Si les voleurs ne parviennent pas à redémarrer la voiture, ils s’enfuient à pied en emportant les effets personnels de l’ancienne 1ère Dauphine de Miss Réunion. Un sac, une tablette tactile, un téléphone, une carte bleue, une trousse de maquillage… butin dont une partie sera retrouvée brûlée dans le parc de la Trinité. Mais, comme pour beaucoup de victimes d'agressions crapuleuses, ce n’est pas tant le préjudice matériel qui importe pour la jeune femme que le retentissement psychologique des faits.
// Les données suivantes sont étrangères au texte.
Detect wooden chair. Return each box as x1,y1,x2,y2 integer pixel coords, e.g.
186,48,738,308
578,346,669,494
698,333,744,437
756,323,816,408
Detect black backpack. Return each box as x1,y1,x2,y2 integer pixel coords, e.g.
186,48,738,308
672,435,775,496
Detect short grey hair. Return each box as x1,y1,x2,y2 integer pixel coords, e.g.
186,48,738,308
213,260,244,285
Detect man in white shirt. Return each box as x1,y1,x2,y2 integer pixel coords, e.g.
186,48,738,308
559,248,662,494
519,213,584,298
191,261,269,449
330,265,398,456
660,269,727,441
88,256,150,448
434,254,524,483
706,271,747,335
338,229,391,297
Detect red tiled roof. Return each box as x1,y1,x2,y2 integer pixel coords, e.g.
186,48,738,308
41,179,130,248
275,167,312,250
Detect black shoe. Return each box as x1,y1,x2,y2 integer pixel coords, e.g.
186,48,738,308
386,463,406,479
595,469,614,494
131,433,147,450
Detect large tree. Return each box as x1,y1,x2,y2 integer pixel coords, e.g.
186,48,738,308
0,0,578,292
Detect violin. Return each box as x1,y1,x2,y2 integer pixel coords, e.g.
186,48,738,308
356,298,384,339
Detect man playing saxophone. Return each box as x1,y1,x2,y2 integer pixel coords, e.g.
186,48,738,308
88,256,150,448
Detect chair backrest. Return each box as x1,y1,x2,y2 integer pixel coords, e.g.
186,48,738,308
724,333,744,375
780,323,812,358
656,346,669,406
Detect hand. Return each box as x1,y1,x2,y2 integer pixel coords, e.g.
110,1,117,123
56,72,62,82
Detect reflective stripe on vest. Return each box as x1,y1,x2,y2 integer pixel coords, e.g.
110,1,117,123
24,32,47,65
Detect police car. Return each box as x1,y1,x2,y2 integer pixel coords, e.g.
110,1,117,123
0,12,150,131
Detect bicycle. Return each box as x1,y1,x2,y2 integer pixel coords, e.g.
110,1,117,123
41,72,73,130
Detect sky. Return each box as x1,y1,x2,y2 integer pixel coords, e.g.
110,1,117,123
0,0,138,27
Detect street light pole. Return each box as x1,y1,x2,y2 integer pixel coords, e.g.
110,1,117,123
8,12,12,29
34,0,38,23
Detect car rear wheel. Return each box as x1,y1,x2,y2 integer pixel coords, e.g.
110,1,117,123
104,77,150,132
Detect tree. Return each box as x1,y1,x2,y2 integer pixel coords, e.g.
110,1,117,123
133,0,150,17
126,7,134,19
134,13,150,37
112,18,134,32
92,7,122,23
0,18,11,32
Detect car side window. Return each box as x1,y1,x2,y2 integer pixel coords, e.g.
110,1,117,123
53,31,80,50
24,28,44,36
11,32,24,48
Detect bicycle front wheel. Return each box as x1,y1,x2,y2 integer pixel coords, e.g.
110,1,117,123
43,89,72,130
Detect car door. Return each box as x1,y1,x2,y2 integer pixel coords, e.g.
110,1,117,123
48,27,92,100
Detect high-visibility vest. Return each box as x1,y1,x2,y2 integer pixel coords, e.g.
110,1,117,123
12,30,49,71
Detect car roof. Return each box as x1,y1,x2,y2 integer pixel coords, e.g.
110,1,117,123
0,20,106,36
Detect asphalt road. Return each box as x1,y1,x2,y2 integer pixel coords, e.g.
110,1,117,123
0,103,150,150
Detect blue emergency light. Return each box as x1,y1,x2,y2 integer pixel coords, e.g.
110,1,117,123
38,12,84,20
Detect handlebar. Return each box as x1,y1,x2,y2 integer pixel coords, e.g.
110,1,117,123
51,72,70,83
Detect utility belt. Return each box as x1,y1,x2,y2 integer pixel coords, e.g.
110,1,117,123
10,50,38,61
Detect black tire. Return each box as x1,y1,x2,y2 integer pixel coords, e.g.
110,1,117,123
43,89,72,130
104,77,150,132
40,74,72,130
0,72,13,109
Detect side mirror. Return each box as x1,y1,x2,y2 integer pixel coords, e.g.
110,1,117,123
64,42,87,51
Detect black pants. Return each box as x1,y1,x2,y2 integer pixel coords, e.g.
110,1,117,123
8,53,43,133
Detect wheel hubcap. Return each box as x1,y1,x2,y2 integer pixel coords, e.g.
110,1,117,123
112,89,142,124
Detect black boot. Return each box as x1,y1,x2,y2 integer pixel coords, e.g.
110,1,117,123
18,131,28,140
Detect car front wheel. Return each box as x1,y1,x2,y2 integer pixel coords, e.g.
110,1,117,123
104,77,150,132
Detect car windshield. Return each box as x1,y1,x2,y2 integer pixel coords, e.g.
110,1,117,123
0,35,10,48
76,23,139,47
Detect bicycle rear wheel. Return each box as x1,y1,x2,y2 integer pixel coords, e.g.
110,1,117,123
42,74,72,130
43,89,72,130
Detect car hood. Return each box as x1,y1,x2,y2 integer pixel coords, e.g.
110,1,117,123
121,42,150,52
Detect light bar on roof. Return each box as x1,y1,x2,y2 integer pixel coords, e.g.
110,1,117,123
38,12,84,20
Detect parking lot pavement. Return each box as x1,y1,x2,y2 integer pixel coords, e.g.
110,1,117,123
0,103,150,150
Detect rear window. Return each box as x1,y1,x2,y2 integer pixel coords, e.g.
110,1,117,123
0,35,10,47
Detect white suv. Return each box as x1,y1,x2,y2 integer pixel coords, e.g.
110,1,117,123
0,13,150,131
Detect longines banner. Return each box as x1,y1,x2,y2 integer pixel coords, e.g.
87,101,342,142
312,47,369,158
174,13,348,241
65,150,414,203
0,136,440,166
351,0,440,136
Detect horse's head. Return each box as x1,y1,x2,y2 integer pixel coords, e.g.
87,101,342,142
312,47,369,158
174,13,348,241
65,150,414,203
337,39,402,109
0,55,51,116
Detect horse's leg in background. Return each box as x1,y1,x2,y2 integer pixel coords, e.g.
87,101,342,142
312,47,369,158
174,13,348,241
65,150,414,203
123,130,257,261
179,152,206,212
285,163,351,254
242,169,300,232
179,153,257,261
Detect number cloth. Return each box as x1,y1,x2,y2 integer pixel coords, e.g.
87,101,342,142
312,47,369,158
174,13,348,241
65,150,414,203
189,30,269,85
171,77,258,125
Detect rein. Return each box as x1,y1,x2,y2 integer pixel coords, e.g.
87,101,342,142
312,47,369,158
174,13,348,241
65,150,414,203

« Un an après, je suis toujours suivie pour un syndrome de stress post-traumatique. J’ai régulièrement des flashbacks, je fais des crises d’angoisse. J’ai du mal à prendre le volant, j’ai de nouveau la peur du noir, je panique systématiquement… », décrit l’animatrice. « J’ai aussi dû abandonner mes études de droit pénal car les cas pratiques me rappelaient trop ce que j’ai vécu », lâche alors dans un sanglot celle qui se destinait au métier d’avocate.

« Ce n’est pas parce que j’ai une profession médiatique que je suis moins sensible », reprend-elle. « Cette affaire a provoqué chez moi une perte du sentiment de sécurité et d’autonomie, car je dois régulièrement faire appel à mes proches pour m'accompagner », conclut-elle.

30 et 20 mois de prison ferme

« On sent bien le traumatisme que cette affaire a causé » enchaîne son conseil, Me Réchad Patel. « C’est inacceptable qu’une jeune femme qui commence à travailler se retrouve avec toute sa vie bouleversée, obligée de déménager, d’abandonner ses études et de devoir déranger sa famille pour des choses anodines à cause d’individus sans scrupules », plaide encore l’avocat.

A la barre, les deux jeunes prévenus de 19 et 21 ans minimisent leur participation, expliquant « avoir regardé mais sans rien faire » les mineurs qui les accompagnaient. « Je suis désolé, elle a dû ressentir du stress », s'excuse néanmoins le plus jeune.

« Ils avaient déjà commis des violences à Sainte-Marie plus tôt dans la nuit, mais ils ont voulu continuer », rappelle la procureure, considérant que les deux prévenus, déjà détenus pour les précédents faits, « ont bien participé à ce vol en réunion ». Et de requérir 30 et 18 mois de prison ferme supplémentaires pour chacun d’eux.

Me Catherine Moissonier tentera bien d’obtenir la relaxe pour l’un des jeunes majeurs, « qui n’a pas fait plus que l’un des mineurs qui a été relaxé par le tribunal pour enfants », rappelle-t-elle. Après délibéré, le tribunal condamnera cependant les deux prévenus à respectivement trente et vingt mois de prison ferme, avec mandat de dépôt. Un verdict accueilli avec soulagement par Victoria Asli-Corré et ses proches, venus la soutenir à l’audience.